Taiwan opened its office in the Somaliland capital Hargeisa on Monday, with the flags of both sides raised and their anthems played.
Beijing accused the authorities in Taiwan of separatism and acting with “desperation”.
Somalia’s foreign ministry condemned Taiwan’s “reckless attempts to infringe on the sovereignty of the Federal Republic of Somalia and violate its territorial integrity”.
Taiwan is officially recognised by only 15 countries – seven of its diplomatic allies switched to establish formal ties with China after President Tsai Ing-wen came to power in 2016.
Tsai describes Taiwan as already independent, but China, which views Taiwan as its own territory, has vowed to seize it one day, by force if necessary, especially if the island formally declares independence.
Taiwan has for decades been engaged in a diplomatic tug-of-war with Beijing in which each side tries to woo the other’s allies with financial and other incentives.
Chinese foreign ministry spokesman Zhao Lijian told a regular press briefing that Beijing “firmly opposes Taiwan and Somaliland setting up official organisations or conducting official relations with each other”.
“There is only one China in the world and Taiwan is an inseparable part of it,” Zhao said.

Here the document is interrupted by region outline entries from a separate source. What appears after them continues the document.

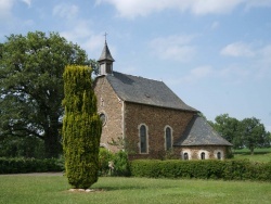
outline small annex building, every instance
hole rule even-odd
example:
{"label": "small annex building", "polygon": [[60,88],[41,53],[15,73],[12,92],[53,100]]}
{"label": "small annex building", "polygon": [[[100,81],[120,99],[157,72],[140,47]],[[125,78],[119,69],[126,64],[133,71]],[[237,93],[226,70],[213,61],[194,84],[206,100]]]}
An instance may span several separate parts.
{"label": "small annex building", "polygon": [[115,72],[105,41],[94,80],[98,112],[103,122],[101,146],[113,152],[125,141],[130,158],[181,160],[227,157],[232,145],[163,81]]}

Somaliland is in a somewhat similar position to Taiwan, having declared independence from Somalia in 1991 in a move that remains unrecognised by the international community.
While anarchic southern Somalia has been riven by years of fighting between multiple militia forces and Islamist violence, Somaliland has enjoyed relative peace.
The statement from the Somali foreign ministry urged Taiwan to “cease its misinformed ventures into any part” of its territory.